Wild West Guns uses a large aluminum block to support the magazine tube and affix the Midwest Industries Handguard on their takedown conversions, which needed to be slightly modified. Since there were rail panels on nearly every M-LOK slot, each slot needed holes drilled and tapped to allow the panels to be screwed directly into the block. 

The stock and trigger were Ranger Point Precision items. Even the Grim Hunter Tactical Gear stock cuffs with 10-round ammunition cards were modified for the film. Normally, the elastic webbing is 1.5 inches wide, but the brass ammo needed to be more visible, so they used thinner elastic. 

Speaking of ammo, there was an interesting issue with blanks and the guns.

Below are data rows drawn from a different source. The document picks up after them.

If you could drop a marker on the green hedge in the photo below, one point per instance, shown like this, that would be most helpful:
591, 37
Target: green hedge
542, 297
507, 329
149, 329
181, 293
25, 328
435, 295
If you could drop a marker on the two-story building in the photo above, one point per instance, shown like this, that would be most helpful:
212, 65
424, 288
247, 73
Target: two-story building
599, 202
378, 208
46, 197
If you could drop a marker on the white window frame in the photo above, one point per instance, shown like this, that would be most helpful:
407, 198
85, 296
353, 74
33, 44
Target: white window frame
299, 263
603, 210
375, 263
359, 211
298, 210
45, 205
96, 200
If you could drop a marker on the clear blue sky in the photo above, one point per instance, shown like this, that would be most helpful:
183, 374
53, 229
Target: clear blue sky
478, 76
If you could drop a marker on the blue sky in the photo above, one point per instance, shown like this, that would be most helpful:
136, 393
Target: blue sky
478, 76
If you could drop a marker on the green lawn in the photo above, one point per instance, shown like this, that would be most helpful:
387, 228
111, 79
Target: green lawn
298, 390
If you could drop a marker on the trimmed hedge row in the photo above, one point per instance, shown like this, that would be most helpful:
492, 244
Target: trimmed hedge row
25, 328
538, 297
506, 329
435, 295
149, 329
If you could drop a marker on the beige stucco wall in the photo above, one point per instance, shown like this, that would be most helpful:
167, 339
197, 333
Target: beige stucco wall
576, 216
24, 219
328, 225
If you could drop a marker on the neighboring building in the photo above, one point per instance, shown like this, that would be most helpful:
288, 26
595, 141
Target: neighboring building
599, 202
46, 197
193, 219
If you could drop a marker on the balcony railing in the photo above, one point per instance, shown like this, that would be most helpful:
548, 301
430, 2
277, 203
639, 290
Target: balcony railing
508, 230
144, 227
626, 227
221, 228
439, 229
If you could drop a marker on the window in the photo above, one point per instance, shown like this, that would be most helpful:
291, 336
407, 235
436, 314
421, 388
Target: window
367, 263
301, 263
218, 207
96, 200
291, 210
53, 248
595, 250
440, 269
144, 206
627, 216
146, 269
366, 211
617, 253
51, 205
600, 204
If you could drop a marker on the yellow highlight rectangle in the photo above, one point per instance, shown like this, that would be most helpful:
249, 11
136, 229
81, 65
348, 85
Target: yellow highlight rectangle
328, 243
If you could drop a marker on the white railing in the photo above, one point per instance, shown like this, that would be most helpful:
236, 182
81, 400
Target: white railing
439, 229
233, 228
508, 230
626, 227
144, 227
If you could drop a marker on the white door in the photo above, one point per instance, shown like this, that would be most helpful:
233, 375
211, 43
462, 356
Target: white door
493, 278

According to Mad Pig’s owner, Steve Tyliszczack:

“One of the most interesting challenges with this project was the feeding and function of the rifles. Lever guns are complex, and they are designed to function in a very specific way. What we learned is that the .44 high flash blanks didn’t want to function in the guns. 

The blank has all the weight in the rim, as opposed to the bullet up front so they sit rim down instead of nose down. This change in orientation of the round significantly affected how the rifles fed, and each gun had to have the actions tweaked for feeding until we were able to get them to feed reliably.”

Unfortunately, during the process of filming, some of these rifles had other issues and a few of the parts were discontinued and are no longer available. So, as of this writing, it’s not possible to get an exact copy of one of the movie guns, but that doesn’t mean we won’t see something special in the future from Mad Pig Customs.

TTI JW4 DRACARYS GEN-12 SHOTGUN

TTI bills the Dracarys Gen-12 Shotgun as the ultimate CQB weapon, and they’re probably not too far off the mark on this one. A 10.5-inch barreled magazine-fed semiautomatic 12-gauge is nothing to sneeze at. 

The build includes a Hipertouch 2.5-pound Genesis Trigger by HiperFire, Battle Arms Pro ambidextrous safety selector, and Battle Arms lower parts kit. BCM supplies the QD KeyMod sling point, endplate, Gunfighter grip, and a unibody stock with a Kick-EEZ custom butt pad and cheek pad. 

Other features include a KeyMod rail and a QD muzzle device to accept a direct thread JK Armament 12-gauge suppressor. Lastly, it’s topped with an EOTech EXPS3-1 holographic sight, which is exclusive to TTI.

Price on this build is $4,600, plus tax stamp. If that’s a little rich for your blood, you can shoot the full-auto version for free at RECOIL’s CANCON event in Georgia this fall.